The study of Dr Ensign is written in the age‐honoured way of reporting academically rigorous research. The contents list is organized under about the same seven headings as the PhD theses at their most transparent usually are (Introduction, Theory and Hypotheses, Research Design and Methods, Construction of Variables, Contextual Variables and Knowledge Sharing, Testing of Hypotheses, Discussion and Conclusions) and Dr Ensign also includes the complete questionnaires he has used for his study in the appendices of his book.

But except for a perfect model thesis, Dr Ensign also supports through his hypotheses some fine old theories, as well suggests some interesting new ones. Greater interpersonal distance and difficulty of knowledge transfer (time, other physical hindrances) impedes knowledge sharing is known since the 1960s; Dr Ensign's sample behaves in similar way. But, also, he finds that the duration of interaction between researchers in the past is positively related to the likelihood of knowledge sharing, while a feeling of “being obliged to share knowledge” (e.g. through the person who has the knowledge feeling of being in debt to the other) diminishes the actual sharing of knowledge. He suggests that scientists have a degree of “valua” attached to knowledge, that they use for bargaining power; if they receive just trivial knowledge, they are also not by themselves ready to dissolve important knowledge. This “knowledge calculus” is to my opinion a very interesting finding worth of deeper study.
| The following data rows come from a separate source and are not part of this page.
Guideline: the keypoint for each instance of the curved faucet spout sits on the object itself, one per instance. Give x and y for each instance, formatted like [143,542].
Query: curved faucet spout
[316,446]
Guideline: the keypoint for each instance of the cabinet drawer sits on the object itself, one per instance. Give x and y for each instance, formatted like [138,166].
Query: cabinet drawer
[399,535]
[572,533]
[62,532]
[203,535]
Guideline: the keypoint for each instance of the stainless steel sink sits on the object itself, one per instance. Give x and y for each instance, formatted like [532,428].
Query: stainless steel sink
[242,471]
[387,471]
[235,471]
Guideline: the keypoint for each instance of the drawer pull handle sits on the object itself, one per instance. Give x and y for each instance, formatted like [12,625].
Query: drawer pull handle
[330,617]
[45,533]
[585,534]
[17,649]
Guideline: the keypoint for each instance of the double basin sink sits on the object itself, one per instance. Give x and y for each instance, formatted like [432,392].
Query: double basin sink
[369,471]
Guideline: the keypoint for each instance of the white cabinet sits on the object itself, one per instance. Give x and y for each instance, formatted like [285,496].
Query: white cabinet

I think that the major implications of this study are for scholars; even if the managerial implications exist, they are more imminent in the areas that have been already studied before (the effect of distance and other communication impediments; how to plan the best “layout designs for knowledge sharing”). My own approach would be to study the “knowledge calculus” and the value attached to knowledge in teams that are very diverse geographically and also by their educational background (such as many of today's international R&D teams) and how these interactions, the knowledge transfer, and learning are affected in them. This area is certainly still full of interesting research topics. A recommendable piece of research, including also a comprehensive list of references.